# spider temps?



## reptilegirl_jordan (Oct 5, 2007)

hi
how heat does a spiders tank have to be? i heard it wasnt much just alittle
i dunno thanks for any comments


----------



## reptilegirl_jordan (Oct 5, 2007)

bump
snd what heat source is best?


----------



## PhilK (Oct 5, 2007)

No need for heat. Room temps are fine...
If you absolutely need heat (if the room its in gets very cold over winter) then a heat mat on the back wall of the enclosure will do it.

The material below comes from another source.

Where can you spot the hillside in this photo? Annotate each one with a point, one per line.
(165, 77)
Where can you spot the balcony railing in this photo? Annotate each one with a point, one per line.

Keep in mind most Aussie Ts are from Up North, so they don't mind a bit of warmth


----------



## reptilegirl_jordan (Oct 5, 2007)

PhilK said:


> No need for heat. Room temps are fine...
> If you absolutely need heat (if the room its in gets very cold over winter) then a heat mat on the back wall of the enclosure will do it.
> 
> Keep in mind most Aussie Ts are from Up North, so they don't mind a bit of warmth


ok kool i might get one just in case then!!

thanks


----------



## reptilegirl_jordan (Oct 5, 2007)

i was gonna get one for full time but was told most aussie t's need heat weird


----------



## PhilK (Oct 5, 2007)

Well I live in Brisbane so it hardly gets cold here, so I don't use any heat


----------



## reptilegirl_jordan (Oct 5, 2007)

PhilK said:


> Well I live in Brisbane so it hardly gets cold here, so I don't use any heat


i live in nsw so would i use a heat mat some of the time??
and do u know any good spider sites?


----------



## PhilK (Oct 5, 2007)

The first question about using heat I'm not sure on but the second question I can definitely answer!
There's an overseas forum which is great for almost all inverts. Some real smart people there. It's called Arachnoboards - http://www.arachnoboards.com/ab/index.php
There's one solely devoted to our Aussie T's with some equally smart people
Australian Tarantula Association - http://theata.org/

Have to register to be a member, but well worth it!


----------



## JasonL (Oct 5, 2007)

Funnel webs (the only spider I've kept) need to be kept very cool.


----------



## PhilK (Oct 5, 2007)

That's because they're from the south. Aussie Ts, as mentioned above, are from the far north


----------



## Scag (Oct 6, 2007)

I used to use a desk lamp with a red party globe in it , its perfect for heat and night veiwing, due to the colour is does not affect your T. I dont use heat anymore, now th weather is warming up.

Thanks.


----------



## falcon69 (Oct 6, 2007)

JasonL said:


> Funnel webs (the only spider I've kept) need to be kept very cool.


..
That's because they're from the south. Aussie Ts, as mentioned above, are from the far north..as philk said

not all species are from the south... queeensland also has species..and its rather large..but yes funnelwebs need to be cool...
as for aussie taratulas..i live on the central coast as well.and ive taken mine of heat..as long as they arent in a cold eviroment..and depending what species it is..the humidty is imporatnt also..


----------



## Aussie Python Lover (Oct 6, 2007)

[email protected] it hardly ever gets cold good one philk im from darwin and yea i have found it cold so far since ive been here....


----------



## PhilK (Oct 6, 2007)

Well obviously if you're from Darwin, Qld is like the South Pole! Hahaha


----------



## reptilegirl_jordan (Oct 6, 2007)

mmmk then i might just see


----------



## PhilK (Oct 6, 2007)

Maybe supplement it with heat only in winter when it gets cold cold


----------



## reptilegirl_jordan (Oct 6, 2007)

PhilK said:


> Maybe supplement it with heat only in winter when it gets cold cold


yeh might do that


----------



## hornet (Oct 6, 2007)

i sometimes heat during winter as they tend to go off the food a little and slings can go for a month or so without food.


----------